Menarik untuk didiskusikan.
Banyak orang pinter
khususnya filosof yang mengartikan cinta dengan penjelasan panjang lebar dan
komprehensif. Saya disini akan membahas cinta hanya sebatas definisi yang saya
ungkapkan dengan sebuah ilustrasi. Sebelum membahas lebih jauh, perlu pembaca
ketahui bahwa dalam proses kepenulisan saya ini diiringi oleh musik klasik dari
piano. Nah, ini sedikit banyak mempengaruhi alur kepenulisan saya.
Cinta ≠ Memiliki
Ada pemuda A menyukai
pemudi B. Dalam periode T, dua manusia ini berkomunikasi intens setiap hari,
menonton di akhir pekan, dan saling balas antar ke tempat tinggal
masing-masing. Pengamat C mendefinisikan dua manusia ini sedang bercinta, sementara
pengamat D mendefinisikan pacaran. Disini sukar dibedakan apakah bercinta =
pacaran.
Suatu ketika, pemuda A
putus dengan pemudi B karena satu hal. Komunikasi intens, menonton tiap akhir
pakan, dan saling balas antar tidak terjadi lagi. Dua manusia ini beraktivitas
di dunianya masing-masing tanpa kelihatan saling intip. Biarpun demikian, pemudi
B ternyata tidak bisa menahan deras air matanya yang terus menerus keluar
setiap malam. Ini terjadi selama waktu T+1 sampai T’. Dalam rentang waktu itu
pula, pemuda A ternyata tak lupa dengan pemudi B. Dalam doanya kepada Tuhannya,
Ia tak pernah luput menyebut nama pemudi B. Biapun pemuda A sadar bahwa Ia yang
meminta putus pada pemudi B.
Suatu ketika, dalam
periode T’+1 secara tak sengaja dua manusia ini bertemu dalam suatu undangan
pernikahan. Tak ada komunikasi di antara keduanya. Diam, sepi. Pemuda A
memberanikan diri membuka percakapan, “Apa kabar?”. Pemudi B membalikkan muka
dan segera meninggalkan lokasi dimana keduanya dipertemukan.
Di suatu waktu T’’,
pemudi B menemukan seorang seorang pemuda E dan beberapa waktu kemudian keduanya
melangsungkan pernikahan. Dalam rentang waktu T sampai T’’, upaya pemudi B melupakan
bayang-bayang ingatan terhadap pemuda A berhasil. Ia tidak mengundang pemuda A
di hari pernikahannya dengan pemuda E. Biarpun demikian, pemuda A tetap hadir.

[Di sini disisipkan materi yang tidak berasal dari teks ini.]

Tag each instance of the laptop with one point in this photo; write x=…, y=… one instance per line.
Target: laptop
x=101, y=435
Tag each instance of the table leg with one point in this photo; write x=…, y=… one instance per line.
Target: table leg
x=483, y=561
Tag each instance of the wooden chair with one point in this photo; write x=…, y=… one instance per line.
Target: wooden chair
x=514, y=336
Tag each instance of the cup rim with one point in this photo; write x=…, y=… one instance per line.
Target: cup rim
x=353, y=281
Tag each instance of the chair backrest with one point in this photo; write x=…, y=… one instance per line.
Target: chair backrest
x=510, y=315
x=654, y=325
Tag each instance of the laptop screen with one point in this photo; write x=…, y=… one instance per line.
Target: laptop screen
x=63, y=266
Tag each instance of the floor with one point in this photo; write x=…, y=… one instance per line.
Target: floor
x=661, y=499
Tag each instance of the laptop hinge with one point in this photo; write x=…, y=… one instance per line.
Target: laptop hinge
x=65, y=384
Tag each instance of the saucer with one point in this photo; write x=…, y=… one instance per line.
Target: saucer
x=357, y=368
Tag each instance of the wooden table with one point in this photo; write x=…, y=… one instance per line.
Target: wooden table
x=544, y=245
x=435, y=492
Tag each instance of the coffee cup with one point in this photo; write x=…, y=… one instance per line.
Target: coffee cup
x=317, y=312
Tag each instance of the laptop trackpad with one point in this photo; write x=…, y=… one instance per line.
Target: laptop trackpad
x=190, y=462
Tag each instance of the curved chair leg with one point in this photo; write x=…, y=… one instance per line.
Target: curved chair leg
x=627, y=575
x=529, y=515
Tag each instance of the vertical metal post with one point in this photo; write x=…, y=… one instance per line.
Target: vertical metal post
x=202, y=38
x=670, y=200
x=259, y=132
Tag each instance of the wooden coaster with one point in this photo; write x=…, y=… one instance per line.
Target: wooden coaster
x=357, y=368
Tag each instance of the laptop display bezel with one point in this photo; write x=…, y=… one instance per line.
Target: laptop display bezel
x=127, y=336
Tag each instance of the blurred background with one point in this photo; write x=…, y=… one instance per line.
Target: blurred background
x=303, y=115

Ia memberikan kado istimewa kepada pemudi B. Tak terlihat kesedihan di mimik
pemuda A, justru senyum dan tawa bahagia yang terlihat. Sementara, pemudi B
justru meneteskan air matanya.
Adalah Cinta
Sampai pada waktu T”’,
pemuda A melangsungkan pernikahan dengan pemudi F. Dalam hari pernikahannya, Ia
mengundang pemudi B namun sayangnya tidak hadir. Kejadian ini tidak membuat
pemuda A lantas mencoret nama pemudi B dalam daftar kontak di ponselnya.
Ia tetap menunjukkan I’tikad untuk
bertamu di rumah pemudi B suatu saat. Seiring berjalannya waktu, aktivitas
rumah tangga ternyata membuat kedua keluarga ini hidup dalam duniannya
masing-masing. Kondisi ini tak lantas membuat pemuda A lupa atas pemudi B.
Setiap hari, sosok pemudi B selalu membayanginya. Ia sukar lupa. Berkali-kali
Ia bermimpi bertemu. Proses kontinyu ini membuat Tuhan mempertemukan keduanya
dalam sebuah reuni akbar almamater. Kedua keluarga ini bertemu. Dengan tanpa
rasa malu pemuda A menyapa pemudi B, “Apa kabar?”. Pemudi B dengan malu-malu
menjawab, “Baik”. Keduanya lantas bersalaman dan bercakap-cakap.